What was your family reaction and how did you fund the business?
They were wondering why I didn’t do it sooner. My dad is an entrepreneur who runs the business for 25 years so I was perfectly familiar with the stomach needed in order to do something like this. Venkat’s family was not as positive as mine.
What was the investment initially?
Initially we both invested about Rs 15 lakh for each from our savings which lasted for about eight months before starting the venture and four to five months after we started. Zodius was the first one who funded us $3.5 mn through series A and after that Tiger Global Management with Zodius Capital and Times Internet funded us $17.5 mn.
How your business is divided into contents for audiences and brands?
Media business is two sided, market and the customer is in the middle and that is why it is called Media. It’s a medium around which you get to the audiences and you sell to advertisers. Our business is not different than other media houses. Our focus is always to win with the audiences, build great communities and great brands around it and the advertisers will follow.
How do you differentiate yourself from large the corporates like Hotstar?
I don’t think they offer as much content as we do but they do it in the same manner that we do. They have essentially invested in the content for TV infrastructure and our content is for online infrastructure.
What will be your expansion plans ahead?
We will also invest in core things that is contents and tech. Religion is going to play a big part ahead hence we will focus on producing the spiritual contents as well as we will look at certain brands which will reflect the culture of India and the belief system to make sure that we become the part of daily habit whether its entertainment, religion, sports, news or music.
Do you think that the next phase of growth coming in from the tier II and III cities?
The next phase of growth is all coming in through regional contents in tier II and III cities. With the rise of tier II and III cities there will be around 300-400 mn people coming online. Of those majority will be the male and after three two to four years the ratio will change. These 300-400 mn people will constitute roughly 50 percent of the total internet users in India which means that the sheer consumption in tier II and III cities is going to drive the growth. I do think that the regional contents will only be the important growth driver as oppose to the current state of affairs where it is more of urban.

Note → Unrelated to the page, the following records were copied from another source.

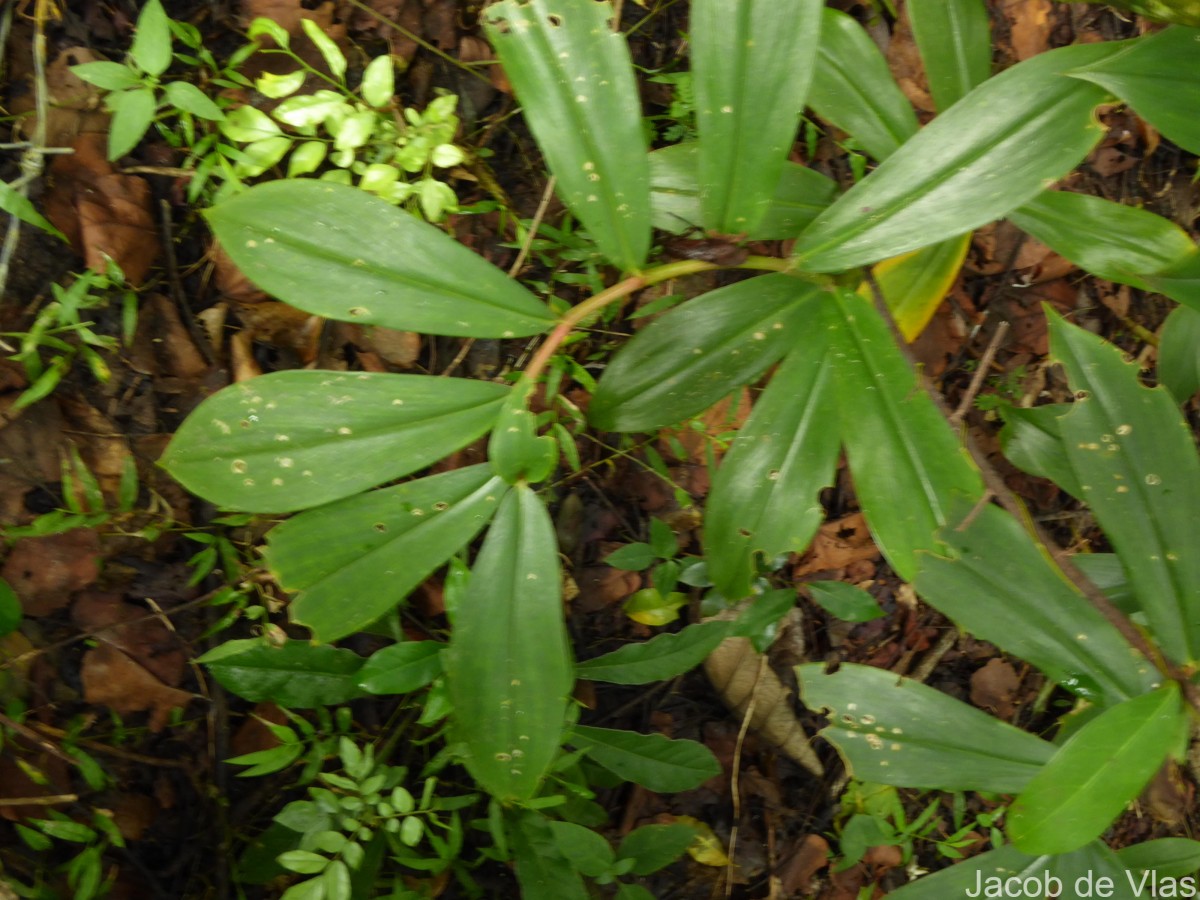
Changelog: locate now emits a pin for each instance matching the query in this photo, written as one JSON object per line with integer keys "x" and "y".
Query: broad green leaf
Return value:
{"x": 509, "y": 664}
{"x": 331, "y": 53}
{"x": 1170, "y": 857}
{"x": 766, "y": 495}
{"x": 1138, "y": 468}
{"x": 17, "y": 204}
{"x": 515, "y": 450}
{"x": 132, "y": 115}
{"x": 541, "y": 869}
{"x": 1108, "y": 239}
{"x": 751, "y": 65}
{"x": 906, "y": 463}
{"x": 355, "y": 559}
{"x": 653, "y": 847}
{"x": 1158, "y": 76}
{"x": 897, "y": 731}
{"x": 587, "y": 850}
{"x": 845, "y": 601}
{"x": 1001, "y": 587}
{"x": 294, "y": 439}
{"x": 658, "y": 659}
{"x": 675, "y": 195}
{"x": 1180, "y": 281}
{"x": 1092, "y": 777}
{"x": 192, "y": 100}
{"x": 151, "y": 40}
{"x": 954, "y": 40}
{"x": 990, "y": 153}
{"x": 107, "y": 76}
{"x": 1179, "y": 353}
{"x": 340, "y": 252}
{"x": 913, "y": 285}
{"x": 652, "y": 761}
{"x": 687, "y": 360}
{"x": 574, "y": 78}
{"x": 297, "y": 675}
{"x": 853, "y": 89}
{"x": 1032, "y": 441}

How 4G penetration will bridge the gap of geographies?
The 4G penetration will further help in creating innovation, creating culture and creating conversations which are local to the tier II and III markets. It will bridge the gap not just with the tier I cities but with the world of audiences in those markets.
Is online evolving as an alternate platform to TV?
I think the brands have realised that all people have smartphones and they spend at least 90 minutes a day on Facebook, spending 2-3 hrs a month minimum on YouTube then these brands doesn’t have to be sold as that is reality. Ad spends from CMOs to agencies is swallowing in the brands mindset. We work with pretty much every major brands like from Uniliver to P&G to Reckitt Benckiser to Tata. All our channels have grown tremendously.
What are the constraints from the regulation part?
There is no regulation right now. There are no guidelines, surveillance to merit and tracking of the content from the govt side. I do think that one need to protect the freedom of speech and it should be the responsible freedom of speech. Also I do think that the digital media contents should be self-regulated and not the way television is regulated today.